Navigating friendships, relationships and social situations has always been an inevitable part of college, but covid-19 has made it increasingly more challenging.
Phyllis Anastasio, Ph.D., professor of psychology, said she has noticed the impact the pandemic has had on St. Joe’s students in the last year.
“[Students] completely fell apart,” Anastasio said. “We come to college for new experiences, to meet new people, to get new ideas from new people, and none of that was really available.”
Anastasio’s observations align with what other researchers have found. According to a 2021 Covid-19 Social Study by the University College London, 22% of adults who participated in the study reported a “complete breakdown of a relationship” with family, friends, colleagues or neighbors throughout 2020 and 2021.
Anastasio said she believes we are still reeling from the cumulative effect of the continuous feeling of having a lack of control over our lives.
“We cannot walk around freely like we did before, go to movies, go to eat in the cafeteria,” Anastasio said. “It’s curtailing that feeling of control, and also it’s really limiting our social life, and it’s limiting the number of people we can deal with.”
According to Anastasio, one negative effect was the accumulation of minor irritations confronted by housemates.
“The little irritations that we may have with the people that we live with on a daily basis just become exacerbated,” Anastasio said. “What would not have bothered us before I think we find very irksome and troublesome, and we focus on it, and maybe even obsess about it to some extent.”
Increased time spent on electronic platforms in recent years hasn’t helped, according to Greg Nicholls, Ph.D., director of Counseling and Psychological Services (CAPS).
“Over-reliance on remote communication (e.g. Facetime, Zoom) is stressful because in the absence of non-verbal cues, that are perceived more easily in-person, we strain to try to understand the other completely;become more fatigued, less compassionate and misunderstandings are more frequent,” Nicholls said in an email to The Hawk. “Thus, friendships can be compromised.”
Negative social effects also stem from self-consciousness that is apparent in many young adults, according to Jenna DiLossi Psy.D., co-founder and clinical director of the Center for Hope and Health.
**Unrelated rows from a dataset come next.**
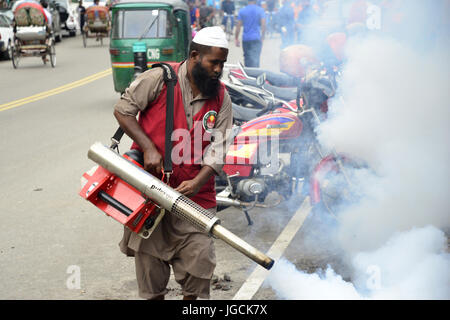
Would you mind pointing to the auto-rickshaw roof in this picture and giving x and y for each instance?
(176, 4)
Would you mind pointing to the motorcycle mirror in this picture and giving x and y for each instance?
(261, 79)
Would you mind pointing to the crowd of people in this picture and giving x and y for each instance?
(306, 22)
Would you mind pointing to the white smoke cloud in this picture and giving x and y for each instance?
(410, 265)
(395, 116)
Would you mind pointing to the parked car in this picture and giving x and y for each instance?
(6, 36)
(68, 17)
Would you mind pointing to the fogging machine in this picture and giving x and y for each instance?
(123, 190)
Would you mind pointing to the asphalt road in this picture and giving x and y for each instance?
(48, 233)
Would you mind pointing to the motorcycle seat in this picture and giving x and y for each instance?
(286, 94)
(244, 113)
(275, 78)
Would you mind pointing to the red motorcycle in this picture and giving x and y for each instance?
(277, 151)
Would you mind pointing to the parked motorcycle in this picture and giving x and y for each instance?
(272, 152)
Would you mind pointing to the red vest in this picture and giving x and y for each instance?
(153, 121)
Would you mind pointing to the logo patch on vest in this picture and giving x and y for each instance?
(209, 120)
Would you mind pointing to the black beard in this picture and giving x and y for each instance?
(208, 86)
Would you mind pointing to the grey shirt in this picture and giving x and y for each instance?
(147, 87)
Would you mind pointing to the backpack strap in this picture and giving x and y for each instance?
(170, 78)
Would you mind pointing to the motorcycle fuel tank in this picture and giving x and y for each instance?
(244, 152)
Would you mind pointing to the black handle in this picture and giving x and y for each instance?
(114, 203)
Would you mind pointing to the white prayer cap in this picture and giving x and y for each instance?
(212, 37)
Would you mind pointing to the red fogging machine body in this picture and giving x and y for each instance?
(121, 201)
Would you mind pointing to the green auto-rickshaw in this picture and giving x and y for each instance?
(161, 27)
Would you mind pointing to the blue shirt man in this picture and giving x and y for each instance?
(252, 19)
(287, 21)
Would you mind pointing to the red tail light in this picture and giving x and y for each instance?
(114, 52)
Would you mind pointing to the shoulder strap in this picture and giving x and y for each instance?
(170, 79)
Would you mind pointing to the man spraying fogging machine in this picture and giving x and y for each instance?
(182, 237)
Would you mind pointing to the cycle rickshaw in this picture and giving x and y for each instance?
(97, 24)
(32, 36)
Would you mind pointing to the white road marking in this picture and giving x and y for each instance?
(257, 277)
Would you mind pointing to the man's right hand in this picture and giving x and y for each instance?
(153, 162)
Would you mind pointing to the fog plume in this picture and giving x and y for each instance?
(392, 113)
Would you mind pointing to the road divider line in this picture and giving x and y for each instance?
(45, 94)
(259, 274)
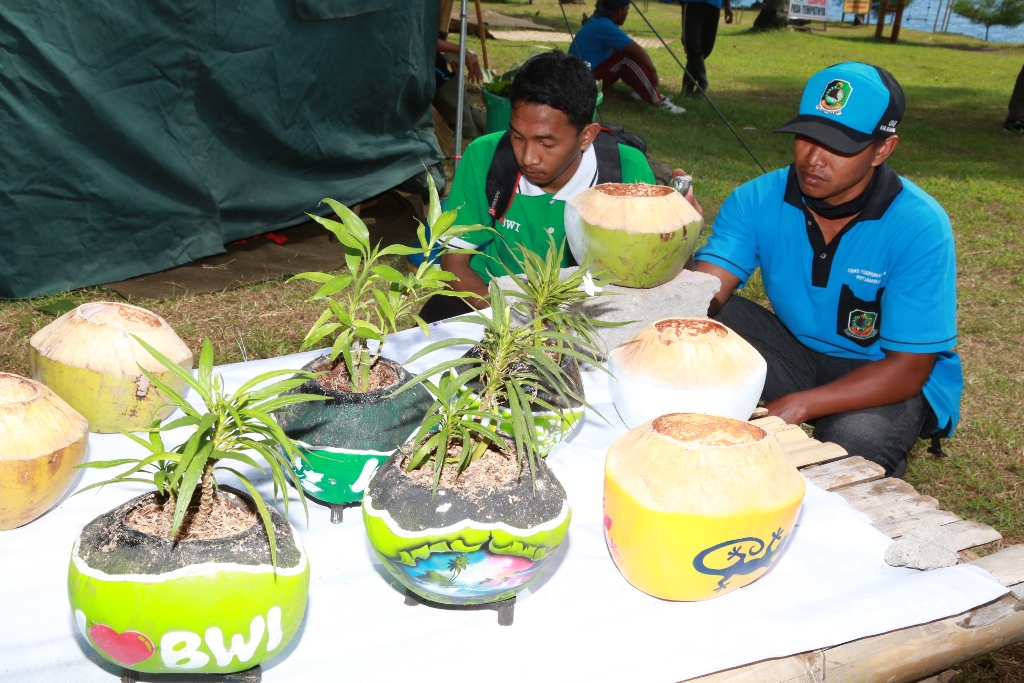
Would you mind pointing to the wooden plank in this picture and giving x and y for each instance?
(895, 529)
(971, 535)
(894, 511)
(899, 656)
(873, 494)
(842, 473)
(819, 454)
(1007, 565)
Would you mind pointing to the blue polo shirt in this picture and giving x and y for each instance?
(597, 39)
(887, 282)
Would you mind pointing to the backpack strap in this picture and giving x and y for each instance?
(503, 178)
(609, 167)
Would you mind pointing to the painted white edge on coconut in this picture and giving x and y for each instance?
(452, 528)
(201, 569)
(97, 336)
(638, 401)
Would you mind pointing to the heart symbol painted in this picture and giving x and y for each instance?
(126, 648)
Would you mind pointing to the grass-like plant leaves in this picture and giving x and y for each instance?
(372, 300)
(231, 428)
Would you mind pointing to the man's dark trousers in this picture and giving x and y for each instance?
(699, 32)
(1017, 100)
(881, 434)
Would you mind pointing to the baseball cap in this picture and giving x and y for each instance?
(849, 105)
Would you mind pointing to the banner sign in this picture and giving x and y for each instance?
(816, 10)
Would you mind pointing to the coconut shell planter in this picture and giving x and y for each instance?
(88, 357)
(635, 235)
(43, 439)
(697, 506)
(465, 546)
(202, 606)
(685, 365)
(345, 438)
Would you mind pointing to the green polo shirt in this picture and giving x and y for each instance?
(530, 219)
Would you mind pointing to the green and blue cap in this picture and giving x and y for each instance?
(848, 107)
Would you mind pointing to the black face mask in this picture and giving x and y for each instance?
(847, 209)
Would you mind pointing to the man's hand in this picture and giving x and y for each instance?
(689, 193)
(891, 380)
(458, 264)
(473, 68)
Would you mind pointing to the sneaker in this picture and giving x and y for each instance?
(667, 105)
Because students have had to put themselves out there in ways they may not have had to before to initiate plans, they began to isolate more and attend fewer social events due to the fear of rejection or the discomfort of reaching out to others, DiLossi said.
“Because [students are] then just retreating and isolating a bit more … they’re not using their social skills as much,” DiLossi said. “The longer you avoid something, the more it becomes anxiety provoking, and the more you run the risk of losing your skills.”
While DiLossi thinks social skills that have weakened will return with time, and with proactive treatment for some, she said being aware of how situations have psychologically affected you is always important.
“I think one of the most psychologically damaging things for people is when we’re not clued into ourselves, when we’re not aware of things,” DiLossi said.
DiLossi recommends personal reflection. Some questions to ask yourself may include:
“Why am I now afraid to go out?”
“Why am I afraid to send this text to my friend?”
“What are my thoughts? Is this a true thought? This thought is in my way, but is it grounded in reality?”
DiLossi said being accountable to ourselves can promote growth or re-growth in socialization.
“It’s essentially going to require breaking this pattern and habit of comfort,” DiLossi said. “You can do that with a professional, or you can attempt to do it without a professional and employ some of the similar strategies.”
Another aspect for students to reflect on is how their relationships have evolved, or may have grown to be strained due to the situations that presented during isolation.
According to Nicholls, red flags in friendships may include feelings of the relationship being one-sided and continuous negativity.
“There should be mutual trust,” Nicholls said. “But if you find that a certain friendship is consistently one-sided, it’s a red flag, it’s not mutual. Also a friend who is consistently negative and pessimistic can be hard to be around. Such an attitude can be contagious and negatively impact the mood and emotions of those in their company.”
Anastasio said that other warning signs of strained or unhealthy relationships could include a lack of mutual validation.
“If a person continues to feel taken advantage of, that the other person doesn’t have their back, then there’s an inequality in the relationship,” Anastasio said.
In the event that a person finds themselves in an unhealthy relationship, Anastasio recommends first reflecting in a quiet, calm place, and then weighing whether or not the irritation is important or a result of another factor. If it is important, it should then be respectfully discussed with the other person.
An additional path, although difficult, may be to take a break.
“If one does feel like they’re in that situation, [they could] try to find other people that they feel they can be themselves with,” Anastasio said. “That’s the most important thing, being with people that we feel that we can really be ourselves with and who value that person.”